Het weigeren van niet-ingeënte kinderen uit kinderopvangcentra in de Franse Gemeenschap dan weer is veel minder ingrijpend. Toch mag ook deze maatregel niet getrivialiseerd worden. Zowel het belang van het kind als het schadebeginsel lijken opnieuw buiten het kader van onder meer een epidemie in een land als België met een dermate hoge vaccinatiegraad geen basis tot legitimering te bieden. Bovendien kan niet alleen de proportionaliteit van de maatregel worden betwist, daarnaast blijken vooral ook de voorwaarden van pertinentie en noodzakelijkheid problematisch te zijn. Zo bestaat er een reëel risico dat het recht op onderwijs in het gedrang kan komen. Opnieuw lijkt deze maatregel dan ook niet wenselijk.

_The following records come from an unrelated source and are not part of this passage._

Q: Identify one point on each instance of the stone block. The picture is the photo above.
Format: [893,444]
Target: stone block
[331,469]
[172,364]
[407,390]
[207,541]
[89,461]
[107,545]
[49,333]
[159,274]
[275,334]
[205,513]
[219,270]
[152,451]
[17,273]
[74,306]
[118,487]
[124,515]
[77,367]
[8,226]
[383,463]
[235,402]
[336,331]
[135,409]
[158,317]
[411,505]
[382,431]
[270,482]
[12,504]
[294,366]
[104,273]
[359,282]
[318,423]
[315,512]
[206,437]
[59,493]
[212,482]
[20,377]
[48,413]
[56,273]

Een laatste bemerking dan nog is dat het wel wenselijk is dat er een specifiek regime zou worden ingevoerd ter compensatie van de uitzonderlijke schadegevallen die kunnen optreden ingevolge inenting. Art. 1382- 1384 BW blijken geen grond tot vergoeding te bieden gezien er vaak geen sprake is van enige fout en een causaal verband quasi onmogelijk aan te tonen is. Het is dan ook niet ideaal dat de betrokkenen een beroep moeten doen op de bevoegdheid inzake buitengewone schade van de Raad van State, veruit één van de minst toegankelijke rechtscolleges. Een specifiek regime dat kan worden afgedwongen voor de gewone burgerlijke rechter zou niet alleen het bekomen van zo’n schadevergoeding vergemakkelijken, ook het vertrouwen van de burger in de gezondheidszorg en de overheid zou potentieel versterkt kunnen worden door de eerlijkere en meer open communicatie.